Donziger has long asserted that Chevron falsified evidence and used bribery and intimidation with judges and witnesses in Ecuador, and that neither he nor his colleagues did anything out of the ordinary for lawyers fighting on behalf of politically powerless clients in a court system that historically favored the oil company. Prior to this case, Chevron never faced even a single adverse judgment during 25 years of operating in Ecuador even though it admitted to dumping billions of gallons of toxic water of production and abandoning more than 900 open-air pits filled with oil waste.
Donziger said he remains unbowed in the face of Chevron’s attacks, which include near-constant surveillance of him and his family and doing battle with more than 60 law firms and 2,000 legal personnel hired by the oil giant to work on the case.

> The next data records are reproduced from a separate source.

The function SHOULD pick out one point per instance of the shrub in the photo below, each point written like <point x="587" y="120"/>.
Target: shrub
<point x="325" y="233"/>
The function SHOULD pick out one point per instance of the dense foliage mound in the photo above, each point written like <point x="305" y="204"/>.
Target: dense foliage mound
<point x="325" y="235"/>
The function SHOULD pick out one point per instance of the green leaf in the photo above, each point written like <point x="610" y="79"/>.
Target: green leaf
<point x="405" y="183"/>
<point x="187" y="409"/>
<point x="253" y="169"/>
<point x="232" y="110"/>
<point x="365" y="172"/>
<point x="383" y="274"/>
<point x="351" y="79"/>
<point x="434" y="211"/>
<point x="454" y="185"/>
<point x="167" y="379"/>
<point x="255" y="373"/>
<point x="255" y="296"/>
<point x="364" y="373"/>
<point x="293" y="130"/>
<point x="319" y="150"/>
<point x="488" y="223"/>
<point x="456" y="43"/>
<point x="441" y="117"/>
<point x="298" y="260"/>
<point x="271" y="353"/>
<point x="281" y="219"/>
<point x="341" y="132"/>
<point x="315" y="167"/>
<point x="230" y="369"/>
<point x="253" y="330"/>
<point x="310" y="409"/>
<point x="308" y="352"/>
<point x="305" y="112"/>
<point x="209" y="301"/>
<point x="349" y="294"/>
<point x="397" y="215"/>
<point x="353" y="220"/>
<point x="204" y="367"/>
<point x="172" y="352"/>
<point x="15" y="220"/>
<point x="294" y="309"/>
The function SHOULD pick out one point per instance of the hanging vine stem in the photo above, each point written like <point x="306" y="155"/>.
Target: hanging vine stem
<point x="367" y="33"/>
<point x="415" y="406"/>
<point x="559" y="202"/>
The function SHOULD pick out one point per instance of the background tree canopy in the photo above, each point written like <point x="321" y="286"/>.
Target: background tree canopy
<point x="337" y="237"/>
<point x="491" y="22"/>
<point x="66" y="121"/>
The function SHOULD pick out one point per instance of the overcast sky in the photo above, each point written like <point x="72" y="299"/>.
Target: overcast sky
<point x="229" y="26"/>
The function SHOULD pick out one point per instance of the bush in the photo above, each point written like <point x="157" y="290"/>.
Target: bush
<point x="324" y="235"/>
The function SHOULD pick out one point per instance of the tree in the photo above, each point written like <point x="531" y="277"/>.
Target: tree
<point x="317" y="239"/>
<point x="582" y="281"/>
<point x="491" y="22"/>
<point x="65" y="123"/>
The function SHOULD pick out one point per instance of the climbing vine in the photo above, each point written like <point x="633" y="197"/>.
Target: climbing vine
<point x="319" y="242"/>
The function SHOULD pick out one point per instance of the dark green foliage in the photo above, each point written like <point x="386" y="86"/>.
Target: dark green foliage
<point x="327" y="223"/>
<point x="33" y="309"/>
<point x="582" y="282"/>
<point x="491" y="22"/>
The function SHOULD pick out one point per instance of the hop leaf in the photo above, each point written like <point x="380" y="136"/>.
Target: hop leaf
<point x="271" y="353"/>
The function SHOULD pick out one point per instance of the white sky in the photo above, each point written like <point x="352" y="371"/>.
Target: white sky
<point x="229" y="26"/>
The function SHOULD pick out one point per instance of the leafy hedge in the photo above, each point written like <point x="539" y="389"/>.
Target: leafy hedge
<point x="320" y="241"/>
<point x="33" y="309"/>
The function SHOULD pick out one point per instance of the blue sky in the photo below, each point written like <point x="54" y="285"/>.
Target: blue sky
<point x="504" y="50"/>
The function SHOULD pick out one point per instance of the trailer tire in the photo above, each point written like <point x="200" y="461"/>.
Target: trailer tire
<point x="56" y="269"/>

“To be clear, I categorically reject Chevron’s allegations which Judge Kaplan adopted wholesale without considering contrary evidence,” said Donziger. “Any pressure we applied to the court in Ecuador was completely appropriate and designed to ensure our clients received a fair trial in the face of Chevron’s constant attempts to corrupt and sabotage the proceedings. The only bribe that took place came from Chevron’s lawyers and it went to the company’s star witness in Judge Kaplan’s trial, Alberto Guerra.”
Separately, a prominent law professor from New York University, Burt Neuborne, filed an appellate brief for two Ecuadorians who appeared before Judge Kaplan, Javier Piaguaje and Hugo Camacho. In urging the court to vacate Judge Kaplan’s decision, that brief said “the litigation’s current focus has been skillfully diverted from the central issue of Chevron’s legal duty to remediate the ravaged land, to a distasteful sideshow featuring unremitting assaults on the integrity of Steven Donziger.”
The brief for the Ecuadorians can be read here.
In addition to Gupta, Donziger was represented by Greg Beck and Jon Taylor from Gupta Beck; and Justin Marceau and John Campbell from the Sturm College of Law at the University of Denver. The team was assisted by law students from the University of Denver, Yale and Georgetown.